动物实验,肿瘤移植 z-bo 2020-09-29 436

　　The main feature of cancer is the uncontrolled growth of cells, but if this uncontrolled growth is only a problem of cancer cells, then the cancer patient can usually be treated easily with surgery. However, what makes cancer so dangerous is that cancer cells invade other tissues of the body, that is, move to other normal areas of the body. Of course, metastatic melanoma is also very malignant and difficult to treat. Through the detection and analysis of melanoma samples, the researchers found that certain cells only showed certain proliferation characteristics at first, while other cells were aggressive and migratory. Now, the researchers say, the constant switching between these behaviors, in other words, allows cells to form new tumors in the same area. These cells are also aggressive and can invade other parts of the body. It is easy to spread on the parts.

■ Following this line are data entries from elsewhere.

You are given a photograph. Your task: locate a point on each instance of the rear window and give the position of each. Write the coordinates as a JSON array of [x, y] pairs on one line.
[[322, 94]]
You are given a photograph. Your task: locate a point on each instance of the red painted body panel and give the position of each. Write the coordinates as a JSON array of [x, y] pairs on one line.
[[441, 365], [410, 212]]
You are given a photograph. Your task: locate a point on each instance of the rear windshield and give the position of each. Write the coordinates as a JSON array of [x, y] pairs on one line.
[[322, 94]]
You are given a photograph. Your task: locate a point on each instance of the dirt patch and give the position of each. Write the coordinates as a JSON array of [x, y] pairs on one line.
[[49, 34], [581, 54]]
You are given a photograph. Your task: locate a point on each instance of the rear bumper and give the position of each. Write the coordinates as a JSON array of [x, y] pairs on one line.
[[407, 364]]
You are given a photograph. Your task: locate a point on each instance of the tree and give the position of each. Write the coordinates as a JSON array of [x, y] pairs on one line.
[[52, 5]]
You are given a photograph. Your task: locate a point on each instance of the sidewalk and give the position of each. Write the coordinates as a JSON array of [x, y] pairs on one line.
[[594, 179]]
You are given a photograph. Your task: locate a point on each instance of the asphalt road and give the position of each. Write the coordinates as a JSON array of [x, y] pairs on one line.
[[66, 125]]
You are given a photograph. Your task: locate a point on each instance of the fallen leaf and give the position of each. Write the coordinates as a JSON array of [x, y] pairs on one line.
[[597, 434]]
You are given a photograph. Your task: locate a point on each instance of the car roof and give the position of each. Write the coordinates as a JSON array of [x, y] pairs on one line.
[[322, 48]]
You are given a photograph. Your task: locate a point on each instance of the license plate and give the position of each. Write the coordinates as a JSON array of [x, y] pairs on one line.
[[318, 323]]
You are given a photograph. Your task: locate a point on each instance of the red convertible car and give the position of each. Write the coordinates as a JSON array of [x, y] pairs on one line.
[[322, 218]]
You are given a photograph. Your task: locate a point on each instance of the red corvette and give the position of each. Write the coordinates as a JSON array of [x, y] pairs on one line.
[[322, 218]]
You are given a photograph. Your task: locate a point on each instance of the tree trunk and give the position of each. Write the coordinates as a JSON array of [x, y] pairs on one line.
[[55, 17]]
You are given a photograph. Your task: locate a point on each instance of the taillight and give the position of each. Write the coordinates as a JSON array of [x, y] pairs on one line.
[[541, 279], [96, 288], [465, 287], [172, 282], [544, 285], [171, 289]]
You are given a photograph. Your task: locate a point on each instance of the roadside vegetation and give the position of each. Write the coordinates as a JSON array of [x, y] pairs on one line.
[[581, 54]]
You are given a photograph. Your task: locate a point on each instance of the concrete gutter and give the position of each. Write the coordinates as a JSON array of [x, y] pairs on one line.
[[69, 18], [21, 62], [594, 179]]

　　Currently, researchers do not know why this is happening. In this study, the researchers hope to clarify the molecular mechanisms by which these melanoma cells change various behaviors. Transgenic zebrafish are a combination of specific melanoma cell lines and gene knockout clear zebrafish. This study revealed the differentiation of melanoma cells between translocation and spread. The researchers first created a transgenic zebrafish strain using the human BRAF V600E gene, which is driven by the melanosome-specific mitfa promoter and the green fluorescent protein (GFP) reporter gene, and then used the zebrafish strain. The zebrafish specificity was obtained with the melanoma cell line-ZMEL1GFP, which can be transplanted into transparent fish and visualized by in vivo imaging (below). ZMEL1GFP cancer cells were transplanted subcutaneously (Figure 1a, top). This is similar to human cancer metastasis. The local tumor was originally mitf-GFP +, but it was completely colorless. After an incubation period of 7-14 days, 100% of locally transplanted skin tumors showed pigmentation and melanocyte differentiation. At the same time, secondary subcutaneous metastases were not initially stained with mitf-GFP+, but metastasis appeared after 14 days, with 53% staining (Figure 1a). This indicates that the metastasis was undifferentiated at the beginning, but has differentiated after the metastasis.